La fraternidad debe promoverse no sólo con palabras, sino
con hechos. Hechos que se concreten en la “mejor política”, aquella que no está
sujeta a los intereses de las finanzas, sino al servicio del bien común, capaz
de poner en el centro la dignidad de cada ser humano y asegurar el trabajo a
todos, para que cada uno pueda desarrollar sus propias capacidades. Una
política que, lejos de los populismos, sepa encontrar soluciones a lo que
atenta contra los derechos humanos fundamentales y que esté dirigida a eliminar
definitivamente el hambre y la trata. Al mismo tiempo, el Papa Francisco
subraya que un mundo más justo se logra promoviendo la paz, que no es sólo la
ausencia de guerra, sino una verdadera obra “artesanal” que implica a todos.
Ligadas a la verdad, la paz y la reconciliación deben ser “proactivas”,
apuntando a la justicia a través del diálogo, en nombre del desarrollo
recíproco. De ahí deriva la condena del Pontífice a la guerra, “negación de
todos los derechos” y que ya no es concebible, ni siquiera en una hipotética
forma “justa”, porque las armas nucleares, químicas y biológicas tienen enormes
repercusiones en los civiles inocentes.
También es fuerte el rechazo de la pena de muerte, definida
como “inadmisible” porque “siempre será un crimen matar a un hombre”, y central
es la llamada al perdón, conectada al concepto de memoria y justicia: perdonar
no significa olvidar, escribe el Pontífice, ni renunciar a defender los propios
derechos para salvaguardar la propia dignidad, un don de Dios. En el trasfondo
de la Encíclica está la pandemia de Covid-19 que – revela Francisco – “cuando
estaba redactando esta carta, irrumpió de manera inesperada”. Pero la
emergencia sanitaria mundial ha servido para demostrar que “nadie se salva
solo” y que ha llegado el momento de que “soñemos como una única humanidad” en
la que somos “todos hermanos” (7-8).
Los problemas globales requieren una acción global, no a la
“cultura de los muros”
Abierta por una breve introducción y dividida en ocho
capítulos, la Encíclica recoge – como explica el propio Papa – muchas de sus
reflexiones sobre la fraternidad y la amistad social, pero colocadas “en un
contexto más amplio” y complementadas por “numerosos documentos y cartas”
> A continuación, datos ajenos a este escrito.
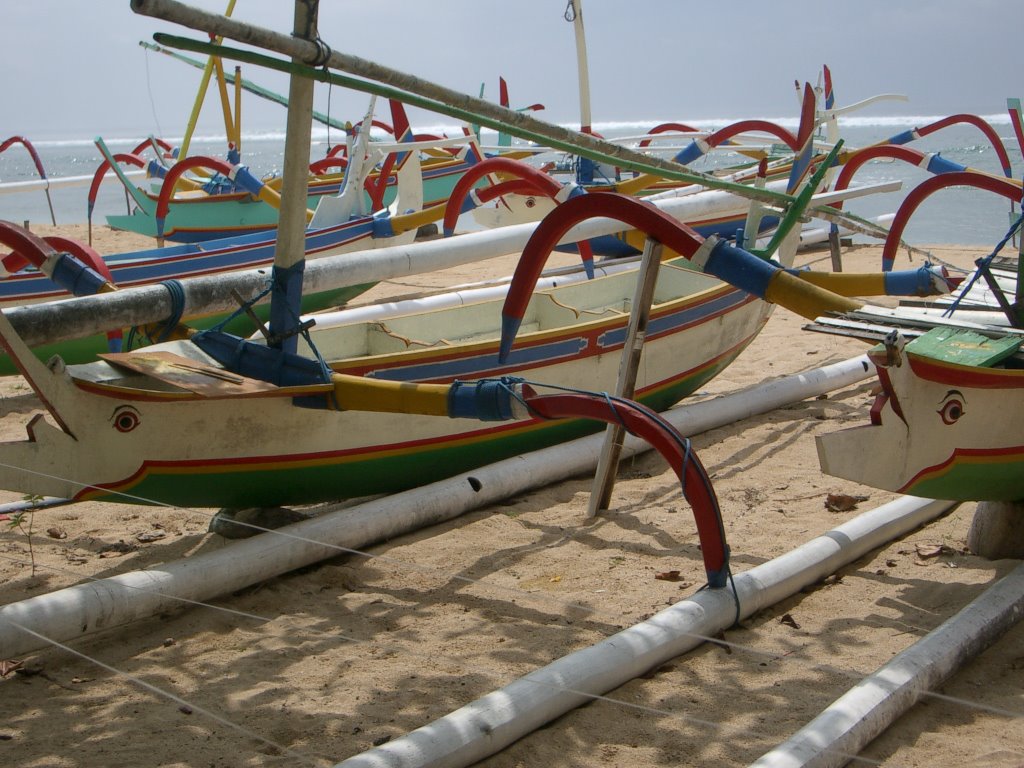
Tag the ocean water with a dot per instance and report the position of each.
(956, 215)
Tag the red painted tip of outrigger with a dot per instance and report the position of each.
(647, 425)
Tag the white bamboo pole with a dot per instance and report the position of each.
(493, 722)
(88, 607)
(843, 729)
(583, 69)
(74, 318)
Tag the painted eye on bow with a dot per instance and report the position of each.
(951, 411)
(125, 419)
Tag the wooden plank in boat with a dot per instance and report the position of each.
(188, 374)
(963, 347)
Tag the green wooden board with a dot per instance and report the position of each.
(964, 347)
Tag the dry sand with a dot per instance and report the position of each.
(356, 650)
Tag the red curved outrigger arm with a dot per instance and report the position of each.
(646, 424)
(921, 193)
(36, 161)
(666, 128)
(536, 180)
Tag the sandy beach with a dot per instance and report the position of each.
(317, 666)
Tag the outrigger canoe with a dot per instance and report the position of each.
(170, 425)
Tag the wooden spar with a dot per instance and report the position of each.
(419, 92)
(201, 95)
(576, 8)
(78, 317)
(238, 81)
(238, 109)
(289, 256)
(553, 136)
(607, 464)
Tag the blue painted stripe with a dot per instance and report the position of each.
(481, 365)
(674, 322)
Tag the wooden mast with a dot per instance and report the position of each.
(289, 256)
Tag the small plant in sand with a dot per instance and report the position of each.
(23, 520)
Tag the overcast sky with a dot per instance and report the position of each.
(74, 68)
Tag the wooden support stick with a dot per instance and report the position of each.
(636, 333)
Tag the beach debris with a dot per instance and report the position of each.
(117, 549)
(843, 502)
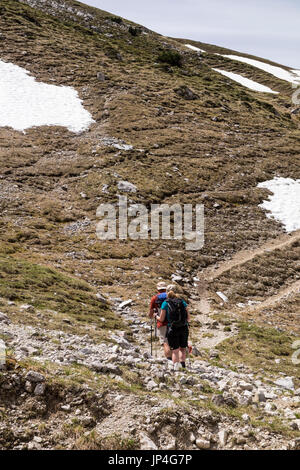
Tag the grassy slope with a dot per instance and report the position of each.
(213, 150)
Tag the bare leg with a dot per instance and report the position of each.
(175, 356)
(167, 350)
(182, 354)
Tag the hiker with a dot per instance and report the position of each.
(155, 306)
(174, 311)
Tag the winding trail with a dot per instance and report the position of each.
(242, 257)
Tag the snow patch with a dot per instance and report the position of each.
(292, 76)
(26, 103)
(246, 82)
(284, 204)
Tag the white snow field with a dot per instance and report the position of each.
(26, 103)
(292, 76)
(194, 48)
(284, 204)
(246, 82)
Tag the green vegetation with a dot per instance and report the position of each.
(258, 348)
(170, 57)
(46, 288)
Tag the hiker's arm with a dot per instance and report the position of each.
(152, 308)
(162, 316)
(188, 315)
(151, 312)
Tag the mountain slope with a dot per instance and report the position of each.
(213, 149)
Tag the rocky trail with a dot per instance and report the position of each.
(242, 257)
(152, 418)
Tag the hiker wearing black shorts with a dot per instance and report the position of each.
(174, 310)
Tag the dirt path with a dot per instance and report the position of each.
(211, 273)
(294, 288)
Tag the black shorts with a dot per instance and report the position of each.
(178, 338)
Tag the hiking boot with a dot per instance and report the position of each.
(177, 367)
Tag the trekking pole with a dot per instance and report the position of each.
(188, 349)
(151, 335)
(155, 336)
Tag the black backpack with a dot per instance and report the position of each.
(177, 314)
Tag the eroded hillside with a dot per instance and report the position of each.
(212, 149)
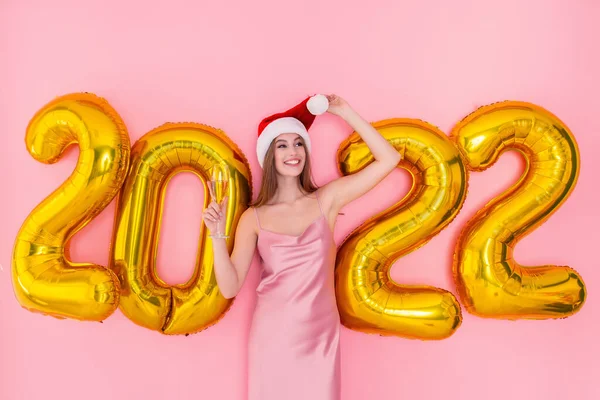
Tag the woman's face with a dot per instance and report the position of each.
(290, 154)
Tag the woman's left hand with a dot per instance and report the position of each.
(337, 105)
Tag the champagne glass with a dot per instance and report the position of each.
(217, 186)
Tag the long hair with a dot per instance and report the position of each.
(268, 186)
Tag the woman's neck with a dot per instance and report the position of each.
(288, 190)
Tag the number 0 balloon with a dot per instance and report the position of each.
(156, 157)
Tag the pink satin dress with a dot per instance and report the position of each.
(293, 349)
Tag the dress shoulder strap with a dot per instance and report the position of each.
(257, 220)
(319, 202)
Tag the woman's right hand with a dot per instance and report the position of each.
(214, 216)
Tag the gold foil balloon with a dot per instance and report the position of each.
(368, 300)
(491, 283)
(156, 157)
(44, 279)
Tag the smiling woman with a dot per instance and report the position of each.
(294, 337)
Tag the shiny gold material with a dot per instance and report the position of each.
(156, 158)
(490, 282)
(44, 279)
(368, 300)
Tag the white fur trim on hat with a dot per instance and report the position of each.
(317, 104)
(276, 128)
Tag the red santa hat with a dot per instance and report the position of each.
(295, 120)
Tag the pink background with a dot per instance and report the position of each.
(228, 64)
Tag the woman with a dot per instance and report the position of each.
(294, 338)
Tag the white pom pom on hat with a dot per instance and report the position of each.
(297, 119)
(317, 104)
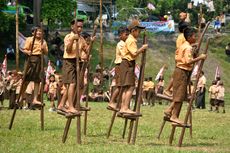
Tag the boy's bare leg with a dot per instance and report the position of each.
(113, 98)
(127, 99)
(176, 112)
(70, 98)
(63, 101)
(168, 111)
(168, 88)
(36, 90)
enviados a Francisco por “tantas personas y grupos de todo el mundo” (5). En el
primer capítulo, “Las sombras de un mundo cerrado”, el documento se centra en
las numerosas distorsiones de la época contemporánea: la manipulación y la
deformación de conceptos como democracia, libertad o justicia; la pérdida del sentido
de lo social y de la historia; el egoísmo y la falta de interés por el bien
común; la prevalencia de una lógica de mercado basada en el lucro y la cultura
del descarte; el desempleo, el racismo, la pobreza; la desigualdad de derechos
y sus aberraciones, como la esclavitud, la trata, las mujeres sometidas y luego
obligadas a abortar, y el tráfico de órganos (10-24). Se trata de problemas
globales que requieren acciones globales, enfatiza el Papa, dando la alarma
también contra una “cultura de los muros” que favorece la proliferación de
mafias, alimentadas por el miedo y la soledad (27-28). Además, hoy en día, hay
un deterioro de la ética (29) a la que contribuyen, en cierto modo, los medios
de comunicación de masas que hacen pedazos el respeto por el otro y eliminan
todo pudor, creando círculos virtuales aislados y autorreferenciales, en los
que la libertad es una ilusión y el diálogo no es constructivo (42-50).
El amor construye puentes: el ejemplo del buen samaritano
A muchas sombras, sin embargo, la Encíclica responde con un
ejemplo luminoso, un presagio de esperanza: el del Buen Samaritano. El segundo
capítulo, “Un extraño en el camino”, está dedicado a esta figura, y en él el
Papa destaca que, en una sociedad enferma que da la espalda al dolor y es
“analfabeta” en el cuidado de los débiles y frágiles (64-65), todos estamos
llamados – al igual que el buen samaritano – a estar cerca del otro (81),
superando prejuicios, intereses personales, barreras históricas o culturales.
Todos, de hecho, somos corresponsables en la construcción de una sociedad que
sepa incluir, integrar y levantar a los que han caído o están sufriendo (77).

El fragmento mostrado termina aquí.